University officials said they had not been given an adequate opportunity to review or respond to the report before its publication, but on initial review the university said “the report was inaccurate on many levels.”
In “Fiscal Crisis at UMass Boston: The True Story and the Scapegoating,” authors Sullivan and Rebekah Paxton criticize the handling on the Mt. Ida sale, insist that the university system has an obligation to support the urban UMass Boston campus rather than undertake strict austerity measures, and excoriate a November 2017 UMass Boston audit by firm KPMG LLP (KPMG) as deliberately ignoring the roles and oversight responsibilities of the UMass Board of Trustees and President Marty Meehan.
Central leadership “unfairly scapegoated former Chancellor Keith Motley and UMass Boston administrators for creating UMass Boston’s $30 million fiscal crisis in 2017– 2018 when the president and [trustees] themselves bore primary responsibility for creating the crisis as a result of their having approved a massive, accelerated capital expansion plan without assuring that capital reserves would be available to pay for it,” the report said.
The report asserts that the UMB crisis was kicked off by a miscalculation between April and September of 2016 by the board of trustees, the president, and central office as to the primary reserves for UMass Boston capital spending, approved capital spending that the campus would then be locked into despite the funds not actually being there, realized the error in the middle of Fiscal Year 2017, and directed the campus to replenish the reserves, which kicked off the budget crisis and created the $30 million shortfall.
“What happened here was a $65 million math error,” Sullivan said Tuesday. “UMass Boston had to pay the bill, there was no way they could get out of it, and they were sent down a course by the UMass board of trustees that committed them to needing so much money to pay for it.”
UMass initiated a review by KPMG focused on the UMass budget, producing a report that led Meehan to describe “a culture at UMass Boston that treated the budget as a “guideline” and not an ‘operational reality’.” The Pioneer Institute report criticizes the KPMG review as being deliberately so limited in scope that it did not evaluate whether the board or the president had any culpability in the financial crisis.
The report calls for some specific follow-up measures, including an audit by the state comptroller, a revamp of the board of trustees, express gubernatorial and legislative approval for $10 million-plus facilities not funded by fees and charges, and publicly available annual audited financial statements for each campus and the system.
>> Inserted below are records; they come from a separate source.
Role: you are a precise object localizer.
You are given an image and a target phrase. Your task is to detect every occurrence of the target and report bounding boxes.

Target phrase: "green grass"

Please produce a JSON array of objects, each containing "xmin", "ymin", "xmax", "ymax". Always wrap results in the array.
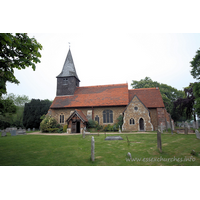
[{"xmin": 0, "ymin": 132, "xmax": 200, "ymax": 166}]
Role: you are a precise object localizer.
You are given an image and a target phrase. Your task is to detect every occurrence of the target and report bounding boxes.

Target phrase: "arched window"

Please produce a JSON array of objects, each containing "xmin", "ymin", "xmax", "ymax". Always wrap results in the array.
[
  {"xmin": 103, "ymin": 110, "xmax": 113, "ymax": 123},
  {"xmin": 130, "ymin": 118, "xmax": 135, "ymax": 125},
  {"xmin": 60, "ymin": 113, "xmax": 64, "ymax": 123}
]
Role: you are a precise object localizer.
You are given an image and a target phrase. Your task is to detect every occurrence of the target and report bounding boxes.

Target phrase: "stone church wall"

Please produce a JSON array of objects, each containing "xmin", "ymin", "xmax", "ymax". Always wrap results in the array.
[
  {"xmin": 122, "ymin": 96, "xmax": 153, "ymax": 131},
  {"xmin": 149, "ymin": 108, "xmax": 158, "ymax": 131},
  {"xmin": 48, "ymin": 106, "xmax": 126, "ymax": 126}
]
In a statement issued on Wednesday, UMass spokesman Jeff Cournoyer defended the KPMG audit and said the Pioneer Institute's "bias is laid bare in this report."
"The Pioneer Institute appears to have concluded that the $30 million operating deficit at UMass Boston, defined by KPMG in their audit of the campus budget process, was created either by an administrative ‘error’ or by ‘directive,’ depending on which part of the report you read," said Cournoyer. "Neither are accurate, both defy logic, and the Pioneer Institute’s attempts at supporting evidence are poorly researched and vetted (one footnote is a link to the trailer for an Avengers film)."
Cournoyer continued: "When budget issues surfaced at UMass Boston in FY16, system administration went to work on addressing them with the campus and implementing new fiscal accountability and oversight measures to avoid a similar situation in the future. There was no error in the primary reserve calculation, no directive to replenish reserves, and depreciation expenses have long been reported in budgets, forecasts and financial statements. System office oversight did not ‘trigger’ the UMass Boston deficit any more than water from a fire hose triggers a fire."